Но можно сказать, возможно, что, таким образом представляя людей, которые были лишены божественного знания, как оставленных почти с никаким другим контролем над своими дурными склонностями, кроме того, качество которого немногим более достойно, чем оковы, буквально связывающие конечности, мы недооцениваем то, что все еще было среди них, чтобы возыметь действие в виде наставления. Даже этот грубый принцип контроля сам по себе, можно утверждать, эта благоразумие взаимного страха стало утонченным во что-то более достойное моральных агентов. Ибо оно перешло, путем компромисса среди вида, из формы индивидуальной самообороны и мести в форму институтов закона; и законодательство, будет сказано, является учителем морали. Сохраняя, действительно, грубое средство физической силы, в готовности принудить или наказать там, где оно не может удержать предупреждением, оно все же сильно стремится к подавлению злых эмоций посредством правильных принципов, отмеченных, объясненных и внушенных. Оно учит этим принципам как велениям разума и справедливости, в то время как оно воплощает их в угрожающем авторитете постановлений. Было поэтому, можно утверждать, столько же наставления среди древних язычников, сколько было законодательства.

Отвечая на это, мы можем отказаться от любого строгого исследования качества принципов и предписаний, изреченных законодателями, которые сами, наравне с народом, смотрели на человеческое существование и долг через среду, худшую, чем сумерки; которые не имели божественных оракулов, чтобы передать мудрость, и были, некоторые из них, вынуждены начать свои операции с лжи, которая притворялась, что у них есть такие оракулы; из всего чего было неизбежно, что некоторые из их максим и предписаний были бы даже в своей эффективности вредными, как находящиеся в противоречии с вечной праведностью. Достаточно заметить, по поводу претензий законодательства на характер морального наставника, что оно сохраняло так ощутимо, в конце концов, природу грубого элемента, из которого оно было утончением или переливанием, что даже то, чему оно могло учить правильно, относительно материи, оно было неспособно учить с правильным моральным впечатлением. Со всей своей серьезностью, и фразами мудрости, и показом почтения к добродетели, это было, и было ясно описано как таковое, то самое Noli me tangere, в замаскированной форме; менее провоцирующий и враждебный способ только поддержания состояния подготовки к оборонительной войне. Каждый знал очень хорошо, что чистое одобрение и любовь к доброте не были источником закона; но что это было устройство, происходящее и черпающее всю свою силу из личного интереса; уловка, посредством которой каждый человек был рад сделать коллективную силу общества своей гарантией против интереса и желания соседа причинить ему зло.
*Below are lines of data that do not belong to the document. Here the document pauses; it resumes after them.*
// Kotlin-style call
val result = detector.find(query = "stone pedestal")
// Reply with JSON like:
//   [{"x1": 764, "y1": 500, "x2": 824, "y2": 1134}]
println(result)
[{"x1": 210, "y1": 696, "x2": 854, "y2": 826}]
Будучи довольным, что другие были под этой сдержанностью, он часто был раздражен тем, что был под ней также сам; но в целом считал эту безопасность стоящей затрат страдания запрета на свои собственные наклонности, — возможно, как веря, что наклонности других людей еще хуже, чем его, или видя их силу большей. Мы повторяем, что прецептивная система, таким образом оцененная, не могла, даже если бы принципы, которым она дала выражение в мандатах закона, были не иными, чем принципы самой здравой морали, запечатлеть их с весом святости на совести. И все это лишь стремится показать необходимость того, чтобы правила и санкции морали, чтобы прийти с простотой и силой на человеческий ум, должны были первоначально исходить и быть признаны как исходящие от Существа, возвышенного над всяким вовлечением и конкуренцией интереса с человеком.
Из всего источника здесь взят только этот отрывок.